Slices and views
Slices and views let one AnnNet object support multiple contexts without
forcing full graph copies.
What a slice is
A slice is a named graph context attached to the same underlying object. A slice can store:
- vertex memberships
- edge memberships
- slice-level metadata
- edge-level overrides such as slice-specific weights
This makes slices useful for cases such as:
- experimental conditions
- perturbation scenarios
- train and test partitions
- condition-specific subgraphs
- alternative weighting schemes over the same structure
Why slices exist
Without slices, these contexts usually become separate graph copies. That leads to duplicated structure, inconsistent updates, and extra bookkeeping. annnet instead keeps one graph and lets slices describe which parts are active or how specific attributes change in a given context.

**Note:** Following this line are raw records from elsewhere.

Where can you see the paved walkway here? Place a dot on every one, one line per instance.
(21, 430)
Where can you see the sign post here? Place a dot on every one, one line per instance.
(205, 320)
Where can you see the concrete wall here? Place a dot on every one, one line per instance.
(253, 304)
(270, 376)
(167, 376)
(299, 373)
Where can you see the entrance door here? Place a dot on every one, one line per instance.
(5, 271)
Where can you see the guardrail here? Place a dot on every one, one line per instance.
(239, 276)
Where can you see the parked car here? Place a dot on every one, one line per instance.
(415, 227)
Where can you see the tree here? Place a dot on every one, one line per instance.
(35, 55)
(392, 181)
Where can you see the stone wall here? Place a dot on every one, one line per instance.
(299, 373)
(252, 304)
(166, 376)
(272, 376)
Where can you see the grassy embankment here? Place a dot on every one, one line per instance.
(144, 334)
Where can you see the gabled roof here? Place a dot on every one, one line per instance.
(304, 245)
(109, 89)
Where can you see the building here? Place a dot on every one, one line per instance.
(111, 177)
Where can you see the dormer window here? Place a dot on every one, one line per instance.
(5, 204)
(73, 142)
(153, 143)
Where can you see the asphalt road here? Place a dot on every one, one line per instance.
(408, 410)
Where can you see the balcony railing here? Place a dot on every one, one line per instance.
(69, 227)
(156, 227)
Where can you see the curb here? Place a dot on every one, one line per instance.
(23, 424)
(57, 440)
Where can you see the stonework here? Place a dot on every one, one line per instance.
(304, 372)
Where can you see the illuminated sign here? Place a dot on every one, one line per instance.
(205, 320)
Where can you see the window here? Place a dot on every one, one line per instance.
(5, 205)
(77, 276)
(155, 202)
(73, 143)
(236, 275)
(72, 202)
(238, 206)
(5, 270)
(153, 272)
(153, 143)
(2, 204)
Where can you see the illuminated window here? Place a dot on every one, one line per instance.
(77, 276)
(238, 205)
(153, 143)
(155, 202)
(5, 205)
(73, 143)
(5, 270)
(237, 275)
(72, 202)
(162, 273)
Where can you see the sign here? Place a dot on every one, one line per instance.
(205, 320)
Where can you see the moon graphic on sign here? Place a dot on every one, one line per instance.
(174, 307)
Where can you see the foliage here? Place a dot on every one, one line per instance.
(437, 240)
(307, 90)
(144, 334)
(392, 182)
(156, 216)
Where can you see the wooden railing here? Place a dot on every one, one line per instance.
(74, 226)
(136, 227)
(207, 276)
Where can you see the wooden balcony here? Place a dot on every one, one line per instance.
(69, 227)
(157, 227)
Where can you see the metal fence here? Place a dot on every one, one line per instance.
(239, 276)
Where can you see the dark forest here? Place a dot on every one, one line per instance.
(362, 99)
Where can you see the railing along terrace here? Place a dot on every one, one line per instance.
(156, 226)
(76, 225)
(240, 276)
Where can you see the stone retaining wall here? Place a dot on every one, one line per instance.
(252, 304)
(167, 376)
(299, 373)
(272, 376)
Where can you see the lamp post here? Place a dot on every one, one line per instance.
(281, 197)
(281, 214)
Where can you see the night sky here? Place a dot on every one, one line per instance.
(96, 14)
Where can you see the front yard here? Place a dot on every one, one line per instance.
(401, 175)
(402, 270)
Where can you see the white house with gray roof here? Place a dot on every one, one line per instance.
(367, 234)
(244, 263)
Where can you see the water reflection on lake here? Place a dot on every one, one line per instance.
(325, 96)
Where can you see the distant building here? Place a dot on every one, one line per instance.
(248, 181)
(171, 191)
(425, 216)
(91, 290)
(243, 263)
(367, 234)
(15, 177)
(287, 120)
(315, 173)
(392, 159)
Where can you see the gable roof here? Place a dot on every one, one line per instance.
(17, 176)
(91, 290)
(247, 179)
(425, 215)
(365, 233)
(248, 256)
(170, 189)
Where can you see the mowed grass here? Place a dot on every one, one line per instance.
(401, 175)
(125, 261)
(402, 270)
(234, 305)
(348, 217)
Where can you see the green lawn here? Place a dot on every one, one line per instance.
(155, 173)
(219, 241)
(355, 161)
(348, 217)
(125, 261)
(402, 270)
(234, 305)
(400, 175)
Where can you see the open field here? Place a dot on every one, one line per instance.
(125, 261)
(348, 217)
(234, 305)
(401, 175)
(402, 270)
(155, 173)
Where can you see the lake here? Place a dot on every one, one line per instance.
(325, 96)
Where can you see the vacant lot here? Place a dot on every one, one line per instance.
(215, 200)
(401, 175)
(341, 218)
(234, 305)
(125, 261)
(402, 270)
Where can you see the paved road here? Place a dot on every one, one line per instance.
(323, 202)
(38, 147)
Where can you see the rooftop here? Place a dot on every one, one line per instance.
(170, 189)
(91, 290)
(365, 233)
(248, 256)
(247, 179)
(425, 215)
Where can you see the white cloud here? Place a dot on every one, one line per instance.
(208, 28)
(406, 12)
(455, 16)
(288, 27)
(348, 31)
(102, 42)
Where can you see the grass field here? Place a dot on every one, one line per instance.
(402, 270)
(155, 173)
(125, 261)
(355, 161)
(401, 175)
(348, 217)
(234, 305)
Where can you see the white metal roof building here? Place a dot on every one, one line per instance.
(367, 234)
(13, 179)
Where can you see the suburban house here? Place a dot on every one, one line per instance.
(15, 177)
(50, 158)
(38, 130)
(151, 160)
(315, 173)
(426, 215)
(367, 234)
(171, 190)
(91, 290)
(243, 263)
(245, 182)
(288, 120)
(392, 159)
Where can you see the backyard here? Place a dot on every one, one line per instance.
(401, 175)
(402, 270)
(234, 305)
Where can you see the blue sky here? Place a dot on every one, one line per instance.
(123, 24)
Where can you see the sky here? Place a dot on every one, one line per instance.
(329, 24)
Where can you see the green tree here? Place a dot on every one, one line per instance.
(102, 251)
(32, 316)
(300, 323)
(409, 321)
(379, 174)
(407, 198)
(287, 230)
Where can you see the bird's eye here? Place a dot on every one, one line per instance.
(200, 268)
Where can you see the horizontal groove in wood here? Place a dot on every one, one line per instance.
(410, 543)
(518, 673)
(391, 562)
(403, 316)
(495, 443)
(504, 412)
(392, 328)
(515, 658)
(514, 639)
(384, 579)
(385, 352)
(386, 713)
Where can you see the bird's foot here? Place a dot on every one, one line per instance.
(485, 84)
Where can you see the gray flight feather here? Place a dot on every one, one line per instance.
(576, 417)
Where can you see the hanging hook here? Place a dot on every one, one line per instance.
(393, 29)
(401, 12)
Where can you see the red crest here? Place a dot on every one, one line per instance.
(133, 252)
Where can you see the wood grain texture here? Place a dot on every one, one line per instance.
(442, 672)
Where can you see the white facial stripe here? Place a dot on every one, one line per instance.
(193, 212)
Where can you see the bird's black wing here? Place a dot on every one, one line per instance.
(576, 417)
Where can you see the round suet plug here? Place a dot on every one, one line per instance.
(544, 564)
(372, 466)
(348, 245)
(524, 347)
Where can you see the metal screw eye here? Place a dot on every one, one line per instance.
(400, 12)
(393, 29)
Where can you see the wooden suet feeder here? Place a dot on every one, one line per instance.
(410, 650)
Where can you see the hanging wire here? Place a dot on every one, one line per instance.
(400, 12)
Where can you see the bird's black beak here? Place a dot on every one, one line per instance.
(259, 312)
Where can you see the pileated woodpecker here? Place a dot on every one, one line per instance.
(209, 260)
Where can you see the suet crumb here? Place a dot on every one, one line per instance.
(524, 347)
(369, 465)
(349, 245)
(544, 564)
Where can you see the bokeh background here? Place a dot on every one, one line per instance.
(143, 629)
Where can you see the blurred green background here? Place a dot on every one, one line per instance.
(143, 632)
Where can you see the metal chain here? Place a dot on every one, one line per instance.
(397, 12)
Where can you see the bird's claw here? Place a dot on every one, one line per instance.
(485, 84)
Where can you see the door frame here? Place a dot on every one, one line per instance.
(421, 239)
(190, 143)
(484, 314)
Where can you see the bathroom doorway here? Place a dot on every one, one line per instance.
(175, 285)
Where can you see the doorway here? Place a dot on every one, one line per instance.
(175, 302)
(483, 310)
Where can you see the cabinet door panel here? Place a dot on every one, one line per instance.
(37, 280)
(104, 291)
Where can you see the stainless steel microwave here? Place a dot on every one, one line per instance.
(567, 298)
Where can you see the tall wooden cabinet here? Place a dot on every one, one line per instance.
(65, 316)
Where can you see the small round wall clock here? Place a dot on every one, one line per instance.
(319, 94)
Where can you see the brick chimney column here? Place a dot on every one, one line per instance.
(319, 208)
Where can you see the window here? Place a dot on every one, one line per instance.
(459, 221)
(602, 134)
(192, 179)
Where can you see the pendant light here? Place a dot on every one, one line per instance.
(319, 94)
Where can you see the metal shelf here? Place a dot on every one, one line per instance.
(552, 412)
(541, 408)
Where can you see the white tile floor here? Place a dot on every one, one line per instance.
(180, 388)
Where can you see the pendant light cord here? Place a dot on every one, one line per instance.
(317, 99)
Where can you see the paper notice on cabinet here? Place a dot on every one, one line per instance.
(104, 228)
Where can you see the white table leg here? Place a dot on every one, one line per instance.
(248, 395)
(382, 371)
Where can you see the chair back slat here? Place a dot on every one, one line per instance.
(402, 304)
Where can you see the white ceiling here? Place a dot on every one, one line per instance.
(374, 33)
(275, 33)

Active slice and propagation
The graph keeps one active slice, and many operations use that context by default. When mutating the graph, propagation rules determine whether a change:
- stays local to the current slice,
- is shared with related slices, or
- affects the global structure.
This makes slice handling explicit instead of implicit.
What a view is
A view is a filtered, read-only lens over the graph. It is useful when you want to inspect or compute on a selected part of the graph without materializing a new object.

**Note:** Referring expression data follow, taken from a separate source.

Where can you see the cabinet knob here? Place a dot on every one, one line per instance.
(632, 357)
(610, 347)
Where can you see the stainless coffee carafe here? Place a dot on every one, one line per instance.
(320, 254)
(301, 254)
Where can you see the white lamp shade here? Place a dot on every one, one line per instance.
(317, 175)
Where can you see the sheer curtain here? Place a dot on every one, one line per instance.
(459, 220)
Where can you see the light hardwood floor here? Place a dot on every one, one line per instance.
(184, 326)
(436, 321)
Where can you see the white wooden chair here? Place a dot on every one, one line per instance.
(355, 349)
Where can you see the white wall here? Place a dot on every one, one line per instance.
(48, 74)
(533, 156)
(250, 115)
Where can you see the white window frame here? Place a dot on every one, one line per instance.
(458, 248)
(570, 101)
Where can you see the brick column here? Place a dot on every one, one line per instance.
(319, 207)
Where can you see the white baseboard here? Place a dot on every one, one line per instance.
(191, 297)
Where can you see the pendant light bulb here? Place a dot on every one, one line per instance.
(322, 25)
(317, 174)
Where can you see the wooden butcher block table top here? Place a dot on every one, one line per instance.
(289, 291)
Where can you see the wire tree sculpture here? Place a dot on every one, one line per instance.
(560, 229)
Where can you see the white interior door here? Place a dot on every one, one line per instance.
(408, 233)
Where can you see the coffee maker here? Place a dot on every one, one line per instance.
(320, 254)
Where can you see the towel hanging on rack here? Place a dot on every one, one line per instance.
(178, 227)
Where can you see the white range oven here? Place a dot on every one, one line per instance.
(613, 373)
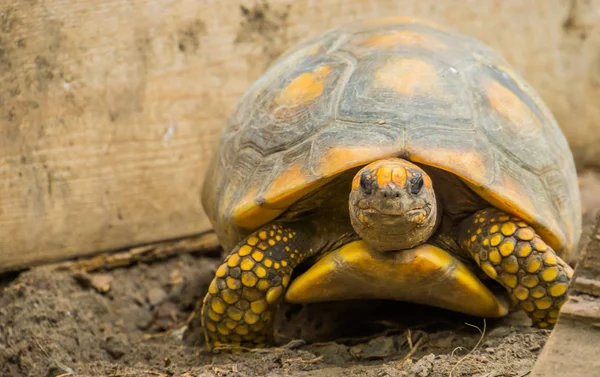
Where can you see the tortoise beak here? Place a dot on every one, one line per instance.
(425, 274)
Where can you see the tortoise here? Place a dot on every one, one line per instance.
(392, 158)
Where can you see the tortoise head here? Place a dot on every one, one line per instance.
(393, 205)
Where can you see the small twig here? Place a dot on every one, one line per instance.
(413, 349)
(62, 366)
(474, 348)
(303, 361)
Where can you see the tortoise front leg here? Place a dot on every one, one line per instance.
(238, 309)
(510, 252)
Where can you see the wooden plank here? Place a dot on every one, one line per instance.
(109, 111)
(572, 348)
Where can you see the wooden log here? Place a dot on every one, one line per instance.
(110, 111)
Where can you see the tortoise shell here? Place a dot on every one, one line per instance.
(392, 87)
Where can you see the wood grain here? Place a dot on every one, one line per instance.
(110, 111)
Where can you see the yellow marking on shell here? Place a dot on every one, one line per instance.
(494, 256)
(527, 306)
(569, 271)
(258, 256)
(305, 88)
(508, 229)
(212, 288)
(249, 279)
(223, 330)
(558, 289)
(489, 270)
(399, 176)
(242, 330)
(550, 274)
(247, 264)
(214, 316)
(495, 240)
(507, 103)
(525, 234)
(259, 306)
(230, 324)
(217, 305)
(543, 303)
(404, 38)
(244, 250)
(230, 296)
(222, 271)
(260, 271)
(273, 294)
(539, 245)
(263, 284)
(530, 281)
(234, 313)
(251, 318)
(523, 249)
(539, 314)
(508, 280)
(534, 264)
(233, 261)
(510, 265)
(538, 292)
(550, 259)
(211, 327)
(408, 76)
(521, 293)
(507, 247)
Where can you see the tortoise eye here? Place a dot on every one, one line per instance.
(416, 183)
(365, 184)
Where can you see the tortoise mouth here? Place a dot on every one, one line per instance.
(415, 215)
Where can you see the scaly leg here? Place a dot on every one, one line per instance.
(238, 309)
(509, 251)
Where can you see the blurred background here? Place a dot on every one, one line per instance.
(109, 112)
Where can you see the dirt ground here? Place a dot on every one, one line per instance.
(134, 322)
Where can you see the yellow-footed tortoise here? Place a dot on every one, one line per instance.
(401, 160)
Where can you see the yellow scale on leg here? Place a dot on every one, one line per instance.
(509, 251)
(238, 309)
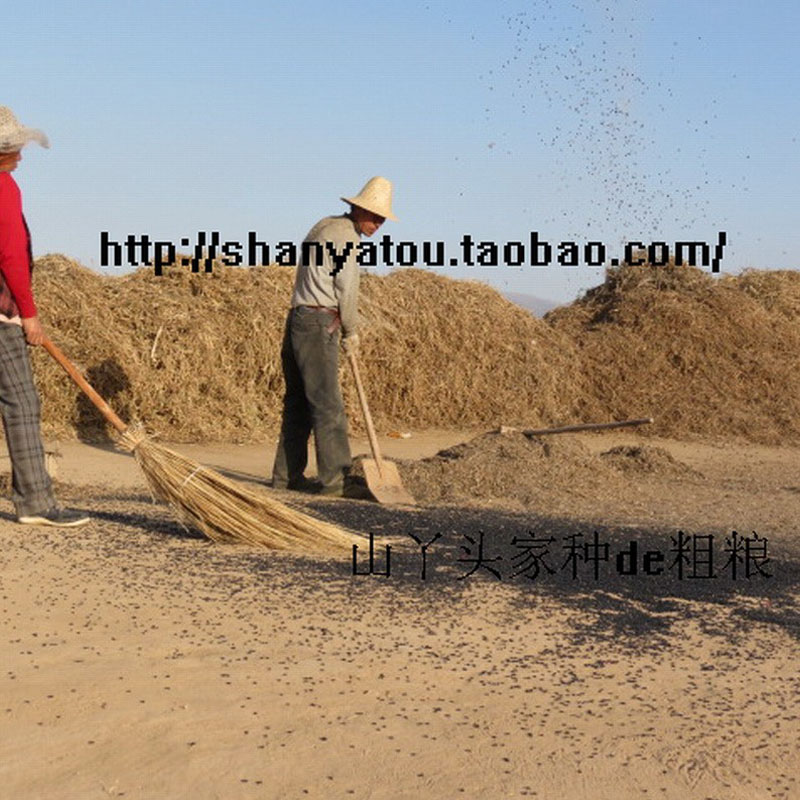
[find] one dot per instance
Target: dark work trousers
(32, 490)
(313, 401)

G.view(...)creates a filtered view.G.subgraph(...)materializes a vertex-induced graph.G.edge_subgraph(...)materializes an edge-induced graph.G.extract_subgraph(...)combines both filters.
The distinction matters: a view is temporary and lightweight, while a subgraph is a separate graph object.
Relation to layers
Slices are named contexts. Layers are structured coordinates in a multilayer space. If you need explicit multi-aspect graph semantics, use layers. If you need several analysis states over one graph, use slices.